Panjab University Swami Sarvanand Giri Regional Centre
- Motto: Sanskrit: तमसो मा ज्योतिर्गमय
- Motto in English: Lead us into the Light from Darkness
- Type: Public State University
- Established: 2001; 25 years ago
- Founder: Dr. Lajpat Rai Munger
- Parent institution: Panjab University, Chandigarh
- Affiliations: Panjab University, UGC
- Director: Dr. Satish Kumar
- Faculty: 50+
- Students: 2100+
- Undergraduates: B.E.: 1,200 students ; B.A.LL.B/LL.B: 670 students
- Postgraduates: 260+
- Location: Bajwara-Una Road, Hoshiarpur, Bajwara, Hoshiarpur 146021, Punjab, India
- Campus: 10.86 acres (4.39 ha); Rural;
- Nickname: PUSSGRC
- Website: ssgpurch.puchd.ac.in

= Panjab University Swami Sarvanand Giri Regional Centre, Hoshiarpur =

Regional center of Panjab University in India

Panjab University Swami Sarvanand Giri Regional Centre (PUSSGRC) is a regional center of Panjab University, located in Bajwara village, Hoshiarpur district, Punjab, India. It is situated 7 km from the main city of Hoshiarpur. It is the largest multi faculty off-campus establishment of PU.

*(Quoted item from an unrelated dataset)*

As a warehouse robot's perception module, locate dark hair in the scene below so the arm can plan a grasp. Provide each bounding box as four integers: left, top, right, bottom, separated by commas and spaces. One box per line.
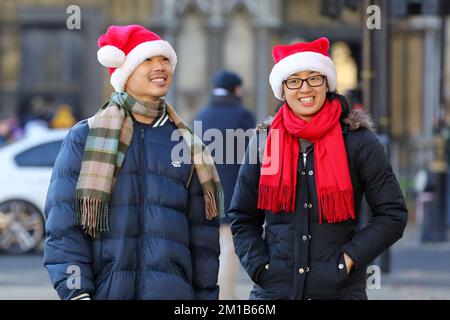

Panjab University was established in 1882 at Lahore (now in Pakistani Punjab). In 1956 the university was relocated to Chandigarh. The university has 74 teaching and research departments and 15 centres/chairs for teaching and research at the main campus located at Chandigarh. It has 202 affiliated colleges spread over districts of Punjab state and union-territory of Chandigarh, with Regional Centres at Sri Muktsar Sahib, Ludhiana and Hoshiarpur.

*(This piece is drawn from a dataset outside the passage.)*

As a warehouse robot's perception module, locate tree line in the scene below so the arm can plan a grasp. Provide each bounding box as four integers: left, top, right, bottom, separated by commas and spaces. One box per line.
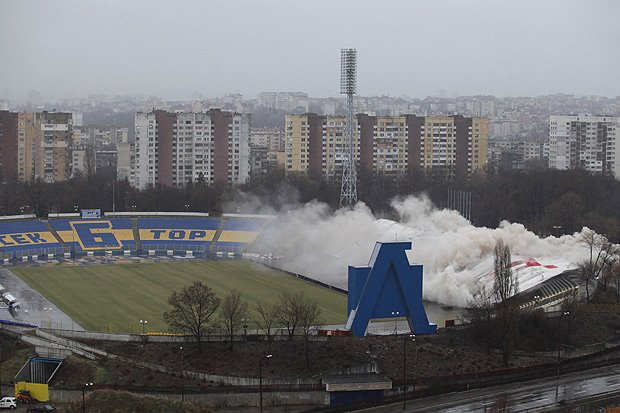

The campus offers engineering, IT and law programs under the university’s affiliation. The campus has classrooms, laboratories and workshops for teaching students. It is furnished with a library, dispensary, canteen and hostel facility for over 520 students, 170
boys and 350 girls. The campus also offers NSS, NCC and
all other necessary sports amenities. It also houses an air-conditioned auditorium with a seating capacity of more than 300 persons for academic and cultural activities.

== History ==
The institution began as the Swami Sarvanand Gir Institute of Information Technology (SSGIIT), a private engineering and IT college built in Bajwara by Lajpat Rai Munger around 1999–2001. Munger constructed the campus—including classrooms, laboratories, and hostels—as a goodwill gesture toward his native Punjab. The institute had an academic tie-up with California State University, Fresno, USA. Despite its modern infrastructure, Munger faced severe bureaucratic hurdles in India; local officials demanded bribes to approve courses.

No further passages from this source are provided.